Как много великих мыслителей хотели убедить себя и в конце концов убеждали в том, что душа человеческая — это то, что связывает недолговечное и столь несовершенное земное существо с вечностью и бесконечностью Вселенной, что это, в сущности, часть этой Вселенной, заключенная в каждом из нас… Это главное убеждение придавало величественную строгость их философским построениям, порождало взыскательную требовательность к каждому из смертных, питало уверенность в собственной причастности к сокровенным тайнам бытия, но не было ли это только прекрасным и спасительным самообманом и не больше?.. Прекрасным потому, что направляло помыслы людей к вещам нетленным, к законам непреложным, к ценностям непреходящим. Спасительным же потому, что вера в бессмертие души, в ее вечную или, по крайней мере, бесконечно долгую жизнь помогала спокойно или, по крайней мере, значительно спокойнее сносить горечь несообразностей жизни, потому что эта вера делала как бы эпизодической земную жизнь и уничтожала смерть как таковую.

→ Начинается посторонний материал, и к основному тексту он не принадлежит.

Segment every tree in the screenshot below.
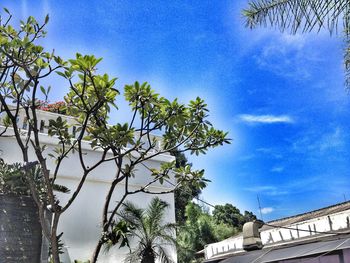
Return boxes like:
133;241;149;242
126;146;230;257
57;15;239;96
0;9;229;263
119;197;176;263
213;204;256;231
243;0;350;88
177;203;237;263
171;150;206;225
213;204;243;228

Пифагор хотел верить, подобно египетским жрецам или отшельникам Индии, в «колесо рождений» — в то, что душа, пройдя через все земные, воздушные и водные твари, вновь обретает человеческий облик через три тысячи лет. Если верить преданиям, он любил рассказывать о преджизненном существовании своей собственной души, о своих прежних воплощениях и не позволял бить собаку, в визге которой ему чудился голос его покойного друга. Идеи многократного перевоплощения души придерживался и Эмпедокл, для которого (так же как для многих других философов Греции) душа была одно и то же, что и ум. Для Платона душа, заключенная в теле, как в темнице, была своего рода посредником между миром чувственным и миром умопостигаемым, также переходила все в новые и новые тела, чтобы в конце концов, по достижении совершенства, снова вернуться на небесную родину, в вечное лоно Мировой души.